Daniel de Paula
Daniel de Paula

Reputation: 17872

Performance: Group by a subset of previous grouping columns

I have a DataFrame with two categorical columns, similar to the following example:

+----+-------+-------+
| ID | Cat A | Cat B |
+----+-------+-------+
|  1 |   A   |   B   |
|  2 |   B   |   C   |
|  5 |   A   |   B   |
|  7 |   B   |   C   |
|  8 |   A   |   C   |
+----+-------+-------+

I have some processing to do that needs two steps: The first one needs the data to be grouped by both categorical columns. In the example, it would generate the following DataFrame:

+-------+-------+-----+
| Cat A | Cat B | Cnt |
+-------+-------+-----+
|   A   |   B   |  2  |
|   B   |   C   |  2  |
|   A   |   C   |  1  |
+-------+-------+-----+

Then, the next step consists on grouping only by CatA, to calculate a new aggregation, for example:

+-----+-----+
| Cat | Cnt |
+-----+-----+
|  A  |  3  |
|  B  |  2  |
+-----+-----+

Now come the questions:

  1. In my solution, I create the intermediate dataframe by doing

    val df2 = df.groupBy("catA", "catB").agg(...)
    

    and then I aggregate this df2 to get the last one:

    val df3 = df2.groupBy("catA").agg(...)
    

    I assume it is more efficient than aggregating the first DF again. Is it a good assumption? Or it makes no difference?

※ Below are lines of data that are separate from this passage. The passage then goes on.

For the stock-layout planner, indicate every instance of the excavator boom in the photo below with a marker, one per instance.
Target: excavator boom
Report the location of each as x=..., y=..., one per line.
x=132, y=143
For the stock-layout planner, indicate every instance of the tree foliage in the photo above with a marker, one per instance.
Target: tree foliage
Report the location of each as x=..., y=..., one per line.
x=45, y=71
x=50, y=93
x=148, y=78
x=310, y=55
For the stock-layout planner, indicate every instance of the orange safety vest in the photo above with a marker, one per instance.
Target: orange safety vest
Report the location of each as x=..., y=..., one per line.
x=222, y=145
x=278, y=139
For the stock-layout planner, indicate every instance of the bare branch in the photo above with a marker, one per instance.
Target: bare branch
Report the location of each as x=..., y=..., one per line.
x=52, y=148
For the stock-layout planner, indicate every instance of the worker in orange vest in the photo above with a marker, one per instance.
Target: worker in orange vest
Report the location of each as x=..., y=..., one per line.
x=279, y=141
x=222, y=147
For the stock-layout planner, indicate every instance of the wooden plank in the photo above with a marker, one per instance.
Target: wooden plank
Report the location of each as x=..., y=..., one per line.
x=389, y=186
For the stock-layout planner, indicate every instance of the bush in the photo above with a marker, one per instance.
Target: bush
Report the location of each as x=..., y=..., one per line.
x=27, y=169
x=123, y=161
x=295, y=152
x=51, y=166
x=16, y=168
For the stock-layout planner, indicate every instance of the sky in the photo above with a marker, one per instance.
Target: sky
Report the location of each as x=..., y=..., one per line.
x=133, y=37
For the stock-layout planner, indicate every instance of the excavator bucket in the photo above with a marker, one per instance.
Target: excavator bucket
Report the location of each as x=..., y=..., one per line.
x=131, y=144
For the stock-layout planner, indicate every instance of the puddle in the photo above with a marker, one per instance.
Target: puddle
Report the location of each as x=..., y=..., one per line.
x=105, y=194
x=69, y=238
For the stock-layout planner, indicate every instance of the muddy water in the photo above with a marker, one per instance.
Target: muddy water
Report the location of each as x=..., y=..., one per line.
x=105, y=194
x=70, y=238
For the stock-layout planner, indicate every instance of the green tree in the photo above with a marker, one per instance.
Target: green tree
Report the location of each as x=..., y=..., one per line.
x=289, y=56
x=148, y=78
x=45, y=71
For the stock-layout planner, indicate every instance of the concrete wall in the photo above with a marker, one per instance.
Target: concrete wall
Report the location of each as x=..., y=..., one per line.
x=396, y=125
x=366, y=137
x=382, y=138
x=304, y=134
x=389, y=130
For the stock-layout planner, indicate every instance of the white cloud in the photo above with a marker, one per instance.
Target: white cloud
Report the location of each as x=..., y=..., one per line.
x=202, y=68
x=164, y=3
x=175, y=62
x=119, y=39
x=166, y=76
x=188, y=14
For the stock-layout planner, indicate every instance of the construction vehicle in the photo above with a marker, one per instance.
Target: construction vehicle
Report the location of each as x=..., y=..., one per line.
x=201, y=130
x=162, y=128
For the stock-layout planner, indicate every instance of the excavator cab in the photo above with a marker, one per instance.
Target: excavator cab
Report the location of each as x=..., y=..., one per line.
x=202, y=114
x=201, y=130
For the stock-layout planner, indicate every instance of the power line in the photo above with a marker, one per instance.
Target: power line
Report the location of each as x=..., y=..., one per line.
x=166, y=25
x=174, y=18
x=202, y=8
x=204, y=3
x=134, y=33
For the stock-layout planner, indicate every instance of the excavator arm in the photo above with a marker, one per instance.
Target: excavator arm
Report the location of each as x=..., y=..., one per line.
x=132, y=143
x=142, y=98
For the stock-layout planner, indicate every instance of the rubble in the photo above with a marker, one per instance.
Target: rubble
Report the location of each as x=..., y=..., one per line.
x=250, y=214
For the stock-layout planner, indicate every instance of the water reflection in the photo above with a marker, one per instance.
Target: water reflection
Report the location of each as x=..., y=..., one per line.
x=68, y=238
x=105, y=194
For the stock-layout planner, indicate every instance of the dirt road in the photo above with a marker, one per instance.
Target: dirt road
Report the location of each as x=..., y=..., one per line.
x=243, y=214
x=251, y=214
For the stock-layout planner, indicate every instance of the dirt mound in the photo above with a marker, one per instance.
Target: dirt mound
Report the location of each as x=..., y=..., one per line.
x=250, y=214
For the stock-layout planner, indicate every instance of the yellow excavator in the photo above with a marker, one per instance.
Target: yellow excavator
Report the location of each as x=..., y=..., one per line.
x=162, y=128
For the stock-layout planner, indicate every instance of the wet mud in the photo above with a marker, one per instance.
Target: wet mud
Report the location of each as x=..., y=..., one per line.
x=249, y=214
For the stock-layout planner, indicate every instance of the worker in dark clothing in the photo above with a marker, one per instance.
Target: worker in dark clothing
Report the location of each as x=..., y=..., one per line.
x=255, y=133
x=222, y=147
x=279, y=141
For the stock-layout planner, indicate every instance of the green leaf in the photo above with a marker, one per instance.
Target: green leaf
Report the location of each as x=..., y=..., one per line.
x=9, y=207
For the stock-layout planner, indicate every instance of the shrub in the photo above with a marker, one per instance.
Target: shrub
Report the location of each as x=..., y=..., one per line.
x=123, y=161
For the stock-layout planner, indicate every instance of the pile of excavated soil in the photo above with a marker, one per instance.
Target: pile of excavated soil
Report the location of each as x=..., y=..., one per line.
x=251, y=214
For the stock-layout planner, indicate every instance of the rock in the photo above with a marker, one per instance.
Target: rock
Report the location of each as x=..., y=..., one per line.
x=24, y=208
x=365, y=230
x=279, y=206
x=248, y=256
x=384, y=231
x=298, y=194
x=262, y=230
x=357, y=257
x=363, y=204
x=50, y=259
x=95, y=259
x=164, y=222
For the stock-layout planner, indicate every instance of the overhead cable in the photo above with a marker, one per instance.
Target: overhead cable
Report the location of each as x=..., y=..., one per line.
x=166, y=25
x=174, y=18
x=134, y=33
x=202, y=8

  2. Are there any suggestions of a more efficient way to achieve the same results?

Upvotes: 0

Views: 450

Answers (1)

zero323
zero323

Reputation: 330453

Generally speaking it looks like a good approach and should be more efficient than aggregating data twice. Since shuffle files are implicitly cached at least part of the work should be performed only once. So when you call an action on df2 and subsequently on df3 you should see that stages corresponding to df2 have been skipped. Also partial structure enforced by the first shuffle may reduce memory requirements for the aggregation buffer during the second agg.

Unfortunately DataFrame aggregations, unlike RDD aggregations, cannot use custom partitioner. It means that you cannot compute both data frames using a single shuffle based on a value of catA. It means that second aggregation will require separate exchange hash partitioning. I doubt it justifies switching to RDDs.

Upvotes: 3

Related Questions